REPUBLIKA.CO.ID, JAKARTA -- Ketua Mahkamah Konstitusi (MK), Arief Hidayat menyebut MK merupakan salah satu lembaga penegak hukum yang masuk peringkat tiga besar terkait kepuasan publik. Peringkat itu berdasar hasil Litbang Kompas, Desember 2016.
Hasil penelitian itu terkait kinerja, marwah, integritas lembaga berdasar kepuasan publik terhadap penegak hukum. MK, KPK dan kepolisian menduduki ranking paling atas.
"Tapi prahara di MK datang Januari 2017 sehingga apa yang sudah baik, hasil penelitian yang objektif menjadi runtuh semua," kata Arief.
Nama MK belakangan tercoreng, utamanya atas kasus Akil Mochtar dan Patrialis Akbar. Arief mengatakan, saat ini MK dicitrakan dengan kinerja kurang baik dan putusan-putusannya dianggap tidak bermutu. Dahulu, kata dia, MK bukanlah lembaga 'seksi' sehingga tidak ada orang yang bermain-main di MK. Tetapi, sekarang MK menjadi lembaga 'seksi', bisa dilihat dari kekuasaan dan kewenangannya.
Arief mengatakan dahulu, orang tidak meneropong dan main-main di MK. "Tapi sekarang, karena kewenangan dalam Pilpres, pengujian UU, Pilkada, maka MK menjadi lembaga yang sangat 'seksi', baru disadari sekarang, sehingga banyak pihak mencoba bermain-main di MK," ujarnya.
Akhir-akhir ini ada 130-an perkara yang masuk ke MK. Itu dirasa merupakan beban berat. Ia mengatakanm berbeda dengan zaman dulu, sehingga perkara tidak bisa langsung diputus. Jika zaman dulu, hanya ada sidang dua kali dalam sepekan, sekarang, sidang bisa dilakukan Senin hingga Kamis hingga sore hari.
Menurutnya, para pengamat di luar tidak tahu kondisi sebenar-benarnya. Bahwa MK kini sudah berubah tantangannya dari waktu ke waktu. Tetapi ini harus dicermati, dibutuhkan solidaritas dan independensi.

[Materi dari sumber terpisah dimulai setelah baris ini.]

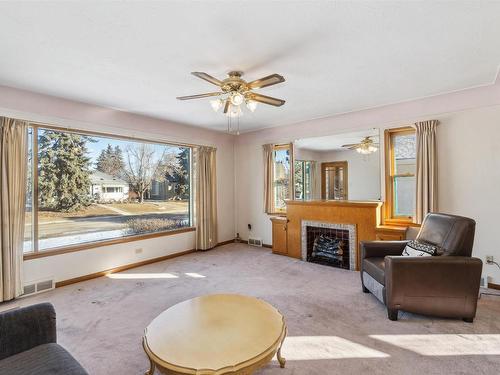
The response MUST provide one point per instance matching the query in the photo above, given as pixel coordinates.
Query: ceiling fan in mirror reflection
(366, 146)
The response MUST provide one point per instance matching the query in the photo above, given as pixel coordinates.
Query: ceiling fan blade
(199, 96)
(266, 81)
(208, 78)
(350, 145)
(266, 99)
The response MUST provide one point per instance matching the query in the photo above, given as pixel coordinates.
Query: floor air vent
(255, 242)
(38, 287)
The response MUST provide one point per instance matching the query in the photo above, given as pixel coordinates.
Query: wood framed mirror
(334, 180)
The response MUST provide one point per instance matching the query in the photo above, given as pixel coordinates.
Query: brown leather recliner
(446, 285)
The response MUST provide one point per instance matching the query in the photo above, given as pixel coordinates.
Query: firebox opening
(328, 246)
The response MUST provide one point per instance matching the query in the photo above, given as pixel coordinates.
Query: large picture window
(86, 188)
(400, 172)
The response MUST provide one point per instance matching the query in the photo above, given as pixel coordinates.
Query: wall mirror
(341, 166)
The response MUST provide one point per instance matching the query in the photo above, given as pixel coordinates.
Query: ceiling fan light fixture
(252, 105)
(216, 104)
(234, 111)
(237, 99)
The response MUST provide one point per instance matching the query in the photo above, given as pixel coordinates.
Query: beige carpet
(331, 323)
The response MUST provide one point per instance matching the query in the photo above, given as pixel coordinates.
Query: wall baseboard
(129, 266)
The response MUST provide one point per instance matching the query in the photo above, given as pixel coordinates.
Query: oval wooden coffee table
(215, 334)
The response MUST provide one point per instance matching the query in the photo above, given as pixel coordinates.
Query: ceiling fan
(366, 146)
(235, 91)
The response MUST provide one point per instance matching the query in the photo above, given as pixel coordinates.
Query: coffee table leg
(151, 370)
(281, 360)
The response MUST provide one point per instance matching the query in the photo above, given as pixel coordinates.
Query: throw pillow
(419, 249)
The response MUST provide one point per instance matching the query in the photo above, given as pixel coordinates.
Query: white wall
(469, 163)
(469, 166)
(75, 115)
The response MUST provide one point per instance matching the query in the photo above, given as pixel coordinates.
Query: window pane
(28, 220)
(299, 179)
(307, 181)
(281, 178)
(404, 175)
(405, 153)
(404, 196)
(99, 188)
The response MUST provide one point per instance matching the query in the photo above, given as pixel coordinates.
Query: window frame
(37, 253)
(389, 217)
(277, 147)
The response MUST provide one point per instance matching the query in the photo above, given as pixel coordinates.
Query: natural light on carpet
(301, 348)
(142, 276)
(194, 275)
(446, 344)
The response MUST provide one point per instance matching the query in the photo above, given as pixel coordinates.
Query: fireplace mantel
(364, 215)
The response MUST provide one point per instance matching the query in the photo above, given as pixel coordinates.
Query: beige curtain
(13, 156)
(205, 197)
(426, 173)
(268, 178)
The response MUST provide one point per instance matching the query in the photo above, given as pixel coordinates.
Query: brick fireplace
(331, 244)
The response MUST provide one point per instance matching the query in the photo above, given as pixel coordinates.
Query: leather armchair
(446, 285)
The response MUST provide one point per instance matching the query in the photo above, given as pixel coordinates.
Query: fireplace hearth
(329, 244)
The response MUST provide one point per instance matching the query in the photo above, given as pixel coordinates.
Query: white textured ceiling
(336, 56)
(335, 142)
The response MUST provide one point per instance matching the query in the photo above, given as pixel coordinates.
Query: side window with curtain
(400, 174)
(303, 180)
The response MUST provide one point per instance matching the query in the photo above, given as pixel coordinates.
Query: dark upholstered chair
(446, 285)
(28, 343)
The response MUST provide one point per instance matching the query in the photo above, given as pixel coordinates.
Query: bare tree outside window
(143, 165)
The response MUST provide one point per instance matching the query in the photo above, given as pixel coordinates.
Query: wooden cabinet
(390, 233)
(280, 242)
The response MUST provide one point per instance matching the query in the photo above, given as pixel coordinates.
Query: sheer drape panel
(426, 173)
(13, 169)
(205, 197)
(268, 178)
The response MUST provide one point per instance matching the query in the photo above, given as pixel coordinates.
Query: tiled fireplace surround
(347, 227)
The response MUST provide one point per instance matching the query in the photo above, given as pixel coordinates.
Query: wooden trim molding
(494, 286)
(130, 266)
(121, 268)
(93, 245)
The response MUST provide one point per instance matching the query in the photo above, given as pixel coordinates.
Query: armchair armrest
(380, 249)
(24, 328)
(441, 286)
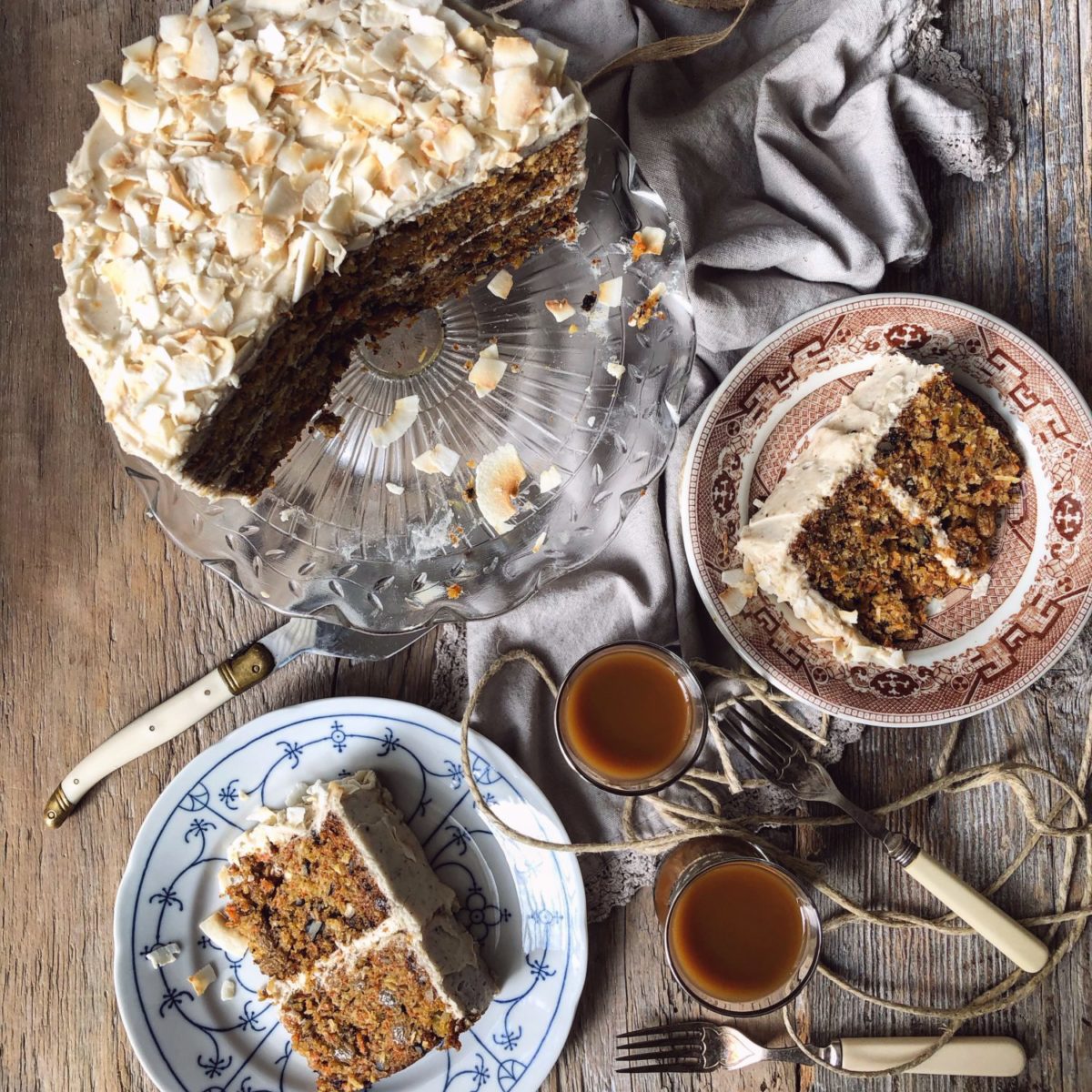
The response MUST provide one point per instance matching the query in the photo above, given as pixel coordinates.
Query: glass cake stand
(331, 541)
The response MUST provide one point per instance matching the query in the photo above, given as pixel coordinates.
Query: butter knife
(239, 672)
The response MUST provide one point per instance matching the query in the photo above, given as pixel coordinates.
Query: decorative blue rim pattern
(525, 906)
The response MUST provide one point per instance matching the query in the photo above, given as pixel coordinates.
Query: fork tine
(685, 1068)
(734, 733)
(665, 1057)
(682, 1026)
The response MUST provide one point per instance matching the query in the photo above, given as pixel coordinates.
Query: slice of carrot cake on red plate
(894, 501)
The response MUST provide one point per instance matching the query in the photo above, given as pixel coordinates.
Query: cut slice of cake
(270, 183)
(894, 502)
(367, 964)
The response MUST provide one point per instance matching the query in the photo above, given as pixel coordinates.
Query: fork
(784, 762)
(700, 1046)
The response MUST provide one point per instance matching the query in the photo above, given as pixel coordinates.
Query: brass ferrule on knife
(250, 666)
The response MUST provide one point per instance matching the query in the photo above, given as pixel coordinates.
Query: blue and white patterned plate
(525, 906)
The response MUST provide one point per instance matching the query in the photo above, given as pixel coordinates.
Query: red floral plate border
(975, 653)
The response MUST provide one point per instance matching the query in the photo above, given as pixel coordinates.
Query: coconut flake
(437, 460)
(610, 293)
(501, 284)
(217, 929)
(550, 479)
(738, 589)
(497, 480)
(403, 415)
(649, 240)
(202, 978)
(163, 955)
(487, 371)
(561, 309)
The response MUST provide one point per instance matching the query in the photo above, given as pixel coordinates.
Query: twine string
(680, 45)
(1067, 819)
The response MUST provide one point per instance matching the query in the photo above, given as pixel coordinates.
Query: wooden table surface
(103, 617)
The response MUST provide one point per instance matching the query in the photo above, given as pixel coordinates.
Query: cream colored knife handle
(964, 1057)
(158, 725)
(1006, 935)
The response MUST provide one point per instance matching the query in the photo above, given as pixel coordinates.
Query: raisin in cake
(894, 502)
(367, 965)
(272, 181)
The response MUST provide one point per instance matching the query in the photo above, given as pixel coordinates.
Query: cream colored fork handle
(158, 725)
(1006, 935)
(964, 1057)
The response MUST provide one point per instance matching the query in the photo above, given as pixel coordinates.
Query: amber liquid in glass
(626, 714)
(736, 932)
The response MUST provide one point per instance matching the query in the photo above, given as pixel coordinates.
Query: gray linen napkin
(781, 157)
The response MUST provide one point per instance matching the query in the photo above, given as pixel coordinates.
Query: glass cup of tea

Sejak kasus Akil (2013), Arief mengatakan, dibentuklah dewan kode etik yang terjamin independensinya. Apabila era sebelumnya, berbagai macam surat keluhan terkait MK masuk langsung ke Ketua MK dan bisa langsung dimusnahkan. Dengan adanya dewan etik, hal itu bisa terhindarkan. "Sekarang surat komplain, ketidakpuasan apa pun masuk dewan etik, dewan ini terbuka, transparan. Jadi MK sekarang lembaga seksi dan terbuka," katanya.